I’ve not encountered this before myself so don’t know. Though I sent a note to our profiler team for ideas.

Word back from the profiler team is that this is an issue in the Nsight-System release 2020.3, the one that shipped with 20.7, which can cause tracing to fail. The issue should be addressed in the new 2020.4 release.

I’ve alerted folks here on the HPC Compiler team about the issue, but we’re not sure we can get the updated 2020.4 version integrated into our 20.9.

In the time being, can you try downloading and installing the 2020.4 release separately to see if that fixes your issue?

Hello Mat .

-> I’m logged on the developer site , but the download page for the nsight-systems run installer doest’n work

-> File not found

The rpm version download correctly , but I prefer not to use it


Thank you for letting us know, I am working on getting that fixed now.

Hello Mat .

I download a install the nsight-systems-2020-4 .

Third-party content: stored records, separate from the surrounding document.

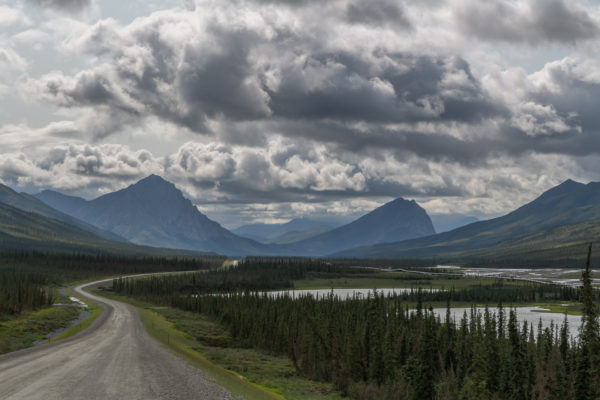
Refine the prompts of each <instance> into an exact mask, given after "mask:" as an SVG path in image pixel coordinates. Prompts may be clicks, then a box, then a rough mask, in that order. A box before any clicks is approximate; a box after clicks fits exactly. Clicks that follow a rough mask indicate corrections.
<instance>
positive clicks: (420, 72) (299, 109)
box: [268, 53, 504, 122]
mask: <svg viewBox="0 0 600 400" xmlns="http://www.w3.org/2000/svg"><path fill="white" fill-rule="evenodd" d="M390 61H391V62H390ZM384 63H389V65H387V66H385V67H384V68H381V65H382V64H384ZM281 76H282V78H281V84H280V86H279V87H278V88H277V89H276V90H273V91H268V93H269V95H270V97H271V101H270V103H269V106H270V108H271V109H272V110H273V113H274V115H275V116H281V117H286V118H303V119H337V120H343V121H357V120H360V121H370V122H416V121H435V120H449V121H452V120H455V121H477V120H481V119H482V118H485V117H492V116H495V115H499V114H502V113H503V112H504V110H503V107H502V106H501V105H497V104H494V103H493V102H492V101H491V100H490V99H489V98H488V97H487V96H486V94H485V93H484V92H483V91H482V90H481V88H480V86H479V83H478V82H477V80H476V79H475V78H474V77H473V76H472V74H471V72H470V70H469V66H468V64H467V63H466V62H465V61H464V60H462V59H459V58H455V57H450V58H443V57H439V58H437V57H429V56H417V55H413V54H386V53H379V54H377V53H376V54H372V55H371V56H370V57H365V56H364V55H362V57H361V55H355V54H348V53H337V54H336V53H329V54H317V55H313V56H311V57H309V58H307V59H306V61H305V63H304V64H303V65H302V66H301V67H298V65H294V64H292V65H287V66H283V67H282V70H281ZM452 76H457V77H459V80H458V81H456V82H448V78H449V77H452ZM311 77H313V79H314V80H316V81H318V80H326V81H325V83H326V84H323V85H318V86H316V87H315V86H313V85H314V82H312V81H311V80H310V78H311ZM307 78H308V79H307Z"/></svg>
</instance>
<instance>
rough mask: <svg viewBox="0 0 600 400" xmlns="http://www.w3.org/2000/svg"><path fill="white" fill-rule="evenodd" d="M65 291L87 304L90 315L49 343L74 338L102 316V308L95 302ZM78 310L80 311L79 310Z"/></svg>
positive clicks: (63, 332)
mask: <svg viewBox="0 0 600 400" xmlns="http://www.w3.org/2000/svg"><path fill="white" fill-rule="evenodd" d="M65 291H66V292H67V293H68V294H69V296H73V297H76V298H78V299H79V300H81V301H83V302H84V303H85V304H87V306H88V311H89V312H90V315H88V316H87V318H86V319H84V320H83V321H81V322H79V323H78V324H76V325H73V326H72V327H70V328H68V329H66V330H65V331H64V332H62V333H61V334H60V335H58V336H57V337H55V338H52V339H50V340H49V341H52V342H56V341H58V340H63V339H67V338H69V337H71V336H74V335H76V334H78V333H79V332H81V331H82V330H84V329H86V328H87V327H88V326H90V325H91V324H92V322H94V320H95V319H96V318H98V317H99V316H100V314H102V307H100V306H99V305H98V304H96V303H95V302H93V301H91V300H88V299H84V298H83V297H79V296H76V295H75V294H74V293H73V292H72V291H70V290H69V289H66V290H65ZM78 310H80V309H78Z"/></svg>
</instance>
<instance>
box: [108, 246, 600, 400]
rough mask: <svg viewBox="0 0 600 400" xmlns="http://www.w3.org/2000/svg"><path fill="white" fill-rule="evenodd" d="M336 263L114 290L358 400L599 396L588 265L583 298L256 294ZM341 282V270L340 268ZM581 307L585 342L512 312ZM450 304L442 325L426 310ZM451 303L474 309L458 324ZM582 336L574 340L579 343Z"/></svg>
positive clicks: (530, 285) (290, 267) (165, 282)
mask: <svg viewBox="0 0 600 400" xmlns="http://www.w3.org/2000/svg"><path fill="white" fill-rule="evenodd" d="M332 268H344V267H333V266H332V265H331V264H327V263H321V262H317V261H303V260H249V261H247V262H245V263H240V265H238V267H237V268H235V269H233V270H229V271H210V272H205V273H191V274H183V275H177V276H153V277H147V278H138V279H115V280H114V281H113V284H112V289H113V290H114V291H116V292H118V293H120V294H124V295H128V296H132V297H135V298H138V299H143V300H144V301H148V302H151V303H153V304H157V305H162V306H170V307H174V308H178V309H181V310H186V311H192V312H195V313H199V314H203V315H205V316H209V317H210V318H212V319H213V320H214V321H218V322H219V323H220V324H223V325H224V326H225V327H226V328H227V329H228V330H229V332H230V334H231V336H232V337H233V338H234V339H235V345H236V346H240V347H247V348H257V349H261V350H264V351H267V352H270V353H273V354H279V355H285V356H287V357H289V358H290V359H291V360H292V362H293V365H294V367H295V369H296V371H297V373H298V374H300V375H302V376H305V377H307V378H310V379H312V380H316V381H326V382H331V383H333V385H334V387H335V388H336V389H337V390H339V391H340V392H341V393H342V394H343V395H345V396H349V397H351V398H357V399H379V398H381V399H414V400H422V399H461V400H462V399H465V400H466V399H515V400H529V399H557V400H559V399H560V400H567V399H572V400H587V399H596V398H597V396H598V395H600V371H599V366H600V363H599V361H600V360H599V357H600V340H599V336H598V332H599V328H598V319H597V311H596V303H597V301H598V298H597V294H596V293H594V291H593V289H592V286H591V279H590V268H589V254H588V263H587V267H586V269H585V271H584V273H583V275H582V283H583V286H582V288H581V289H572V288H571V289H569V288H565V287H559V286H553V285H543V286H540V285H533V284H532V285H522V286H511V287H508V286H504V285H502V284H500V283H498V284H495V285H490V286H485V287H481V288H480V289H479V290H477V289H473V288H469V289H464V290H463V289H453V290H445V291H437V292H434V291H428V290H414V291H410V292H407V293H404V294H397V295H393V296H392V295H389V296H383V295H380V294H378V293H377V292H376V291H373V293H372V294H371V295H369V296H367V297H366V298H363V297H360V296H356V295H355V296H354V297H351V298H348V299H341V298H339V297H337V296H333V295H332V294H330V295H327V296H324V297H314V296H311V295H306V296H301V297H299V298H292V297H291V296H289V295H280V296H273V295H269V294H266V293H264V292H261V291H262V290H265V289H275V288H289V287H290V281H291V280H292V279H297V278H298V277H301V276H302V275H303V274H306V273H307V272H308V271H313V272H318V271H325V270H329V271H331V270H332ZM338 271H339V269H338ZM540 297H544V298H552V299H557V300H576V299H578V300H580V301H581V303H582V307H583V317H582V318H583V325H582V327H581V332H576V331H575V330H574V329H573V328H572V327H570V326H569V324H568V322H567V319H566V317H565V320H564V322H562V324H552V325H551V326H550V327H546V328H542V326H541V321H540V322H539V326H538V327H537V329H534V325H535V324H536V321H530V322H529V323H523V324H520V323H519V322H518V321H517V315H516V311H515V309H514V308H511V307H505V306H503V305H502V303H503V302H507V301H515V299H517V300H519V299H520V300H522V301H535V300H536V299H540ZM442 299H443V300H445V301H446V304H447V307H448V309H447V312H446V316H445V317H442V318H440V317H436V316H435V315H434V313H433V312H432V311H431V309H429V308H428V307H427V305H426V304H427V302H428V301H439V300H442ZM455 301H469V302H472V303H473V304H475V303H481V302H487V303H488V304H492V302H495V304H494V305H490V306H486V307H485V308H483V309H477V308H475V307H472V308H471V311H470V313H465V315H464V317H463V318H461V319H460V320H458V321H457V320H456V319H455V318H453V317H452V316H451V313H450V307H451V306H452V304H453V302H455ZM578 334H579V335H578Z"/></svg>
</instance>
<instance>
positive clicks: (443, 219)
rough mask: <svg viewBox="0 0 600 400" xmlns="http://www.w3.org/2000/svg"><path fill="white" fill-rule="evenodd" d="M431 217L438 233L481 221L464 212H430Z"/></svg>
mask: <svg viewBox="0 0 600 400" xmlns="http://www.w3.org/2000/svg"><path fill="white" fill-rule="evenodd" d="M429 217H430V218H431V222H432V223H433V227H434V228H435V232H436V233H442V232H448V231H451V230H453V229H456V228H460V227H461V226H465V225H469V224H472V223H473V222H477V221H479V219H477V218H475V217H470V216H467V215H462V214H429Z"/></svg>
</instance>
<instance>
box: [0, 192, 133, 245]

It’s now working correctly , running from nsys or nsys-ui <-> it collect OpenACC information .
and this information could be seen in the nsys-ui

But …

From the CLI command nsys , it is impossible to get directly statistical information for OpenACC .

As I read/understand the documentation , the equivalent of

nvprof a.out

is more or least

nsys profile -t openacc --stats=true a.out

But on the console , this command never give OpenACC stats as nvprof does !
The documentation said that it is possible to write new statistic script ( in python ), but I think at least, one script for OpenACC , should be packaged with the distribution .
REM : for example the -t mpi , give stats on MPI call !


I think there are actually two asks here for Nsight Systems.

One is that there should be a default script to give OpenACC statistics. I can see that that would be useful to our OpenACC customers and people using OpenACC as their first push to parallelism.

The second is that you would like the --stats command to be clever enough to change its reports to match what the user is specifically tracing. Right now the --stats command generates a set set of statistics regardless of what the user is doing, and you have to use nsys stats as a post process for other statistics.

I will file both of these requests in the system. I’m hopeful we can get the first one by the end of the year. Meanwhile you can use the sqlite directly to get the data.